Regeneron Pharmaceuticals announced that the U.S. Food and Drug Administration (FDA) has approved Evkeeza (evinacumab-dgnb) for treating children aged 1 to under 5 years with homozygous familial hypercholesterolemia (HoFH), a severe inherited condition causing dangerously high LDL cholesterol levels. This expands Evkeeza’s prior approvals for older children, adolescents, and adults with HoFH.

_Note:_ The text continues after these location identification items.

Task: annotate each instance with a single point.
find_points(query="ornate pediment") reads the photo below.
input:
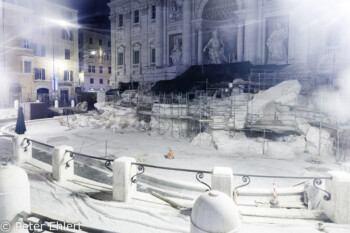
(218, 10)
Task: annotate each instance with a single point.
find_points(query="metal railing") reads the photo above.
(199, 173)
(108, 162)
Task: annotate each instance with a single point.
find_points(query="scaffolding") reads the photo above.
(185, 115)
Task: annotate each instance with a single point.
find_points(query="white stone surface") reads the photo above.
(222, 180)
(21, 150)
(338, 208)
(61, 172)
(123, 188)
(284, 94)
(213, 212)
(203, 139)
(14, 196)
(16, 104)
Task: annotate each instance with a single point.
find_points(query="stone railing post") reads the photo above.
(338, 208)
(22, 148)
(60, 157)
(222, 180)
(214, 211)
(123, 187)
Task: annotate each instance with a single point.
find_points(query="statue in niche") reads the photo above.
(216, 49)
(175, 10)
(277, 47)
(176, 53)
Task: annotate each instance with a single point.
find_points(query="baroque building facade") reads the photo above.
(159, 39)
(94, 60)
(39, 52)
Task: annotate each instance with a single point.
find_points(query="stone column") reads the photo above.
(198, 27)
(113, 18)
(159, 33)
(186, 37)
(338, 208)
(62, 163)
(14, 198)
(240, 38)
(250, 34)
(123, 171)
(222, 180)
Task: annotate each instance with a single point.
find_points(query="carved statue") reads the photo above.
(175, 10)
(216, 49)
(176, 53)
(276, 44)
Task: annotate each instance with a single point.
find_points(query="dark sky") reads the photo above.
(92, 13)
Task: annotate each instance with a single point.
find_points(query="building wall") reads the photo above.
(29, 24)
(102, 58)
(250, 30)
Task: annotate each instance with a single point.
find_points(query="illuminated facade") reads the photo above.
(159, 39)
(94, 60)
(39, 52)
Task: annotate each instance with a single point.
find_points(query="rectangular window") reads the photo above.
(120, 59)
(43, 50)
(39, 50)
(25, 44)
(27, 66)
(154, 14)
(68, 75)
(137, 16)
(67, 34)
(153, 55)
(67, 54)
(39, 74)
(121, 20)
(136, 57)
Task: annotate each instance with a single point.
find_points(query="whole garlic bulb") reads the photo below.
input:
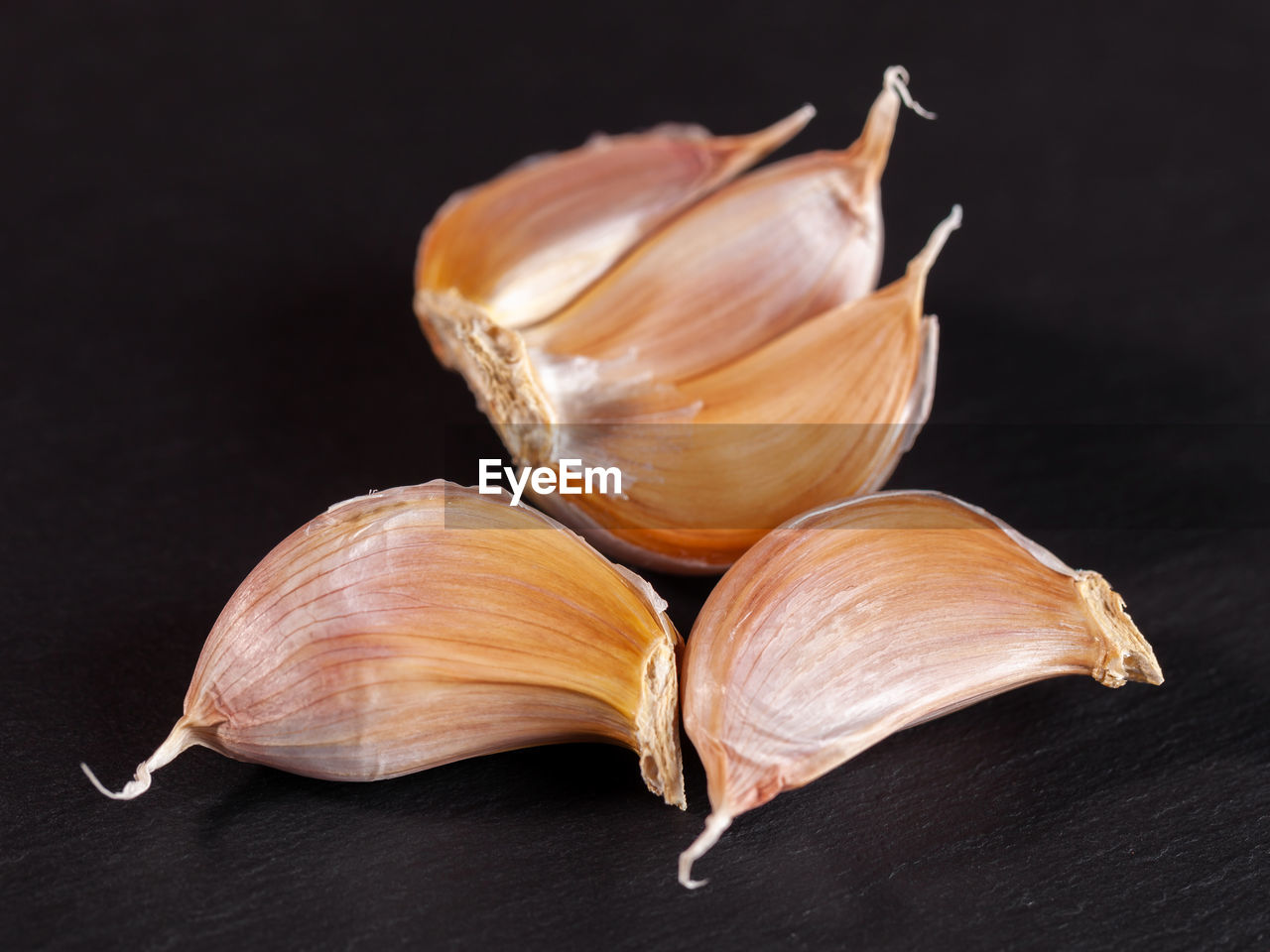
(625, 304)
(425, 625)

HoFH, which affects about 1,300 people in the U.S., is caused by inheriting two defective genes that lead to extremely elevated LDL cholesterol from birth, significantly increasing the risk of early heart disease and cardiac events. Many patients remain undiagnosed or are diagnosed late.

The approval was supported by clinical data from six young patients treated under expanded access or compassionate use programs, showing Evkeeza’s safety and effectiveness. Common side effects include nasopharyngitis, flu-like symptoms, dizziness, and fatigue.

Katherine Wilemon, CEO of the Family Heart Foundation, emphasized the importance of this approval for addressing urgent treatment needs in very young children and the critical role of early screening.

Regeneron’s Chief Scientific Officer, Dr. George Yancopoulos, highlighted that this approval reflects the company’s dedication to developing transformative therapies for rare diseases. Regeneron also provides support through its myRARE® program to help patients access Evkeeza.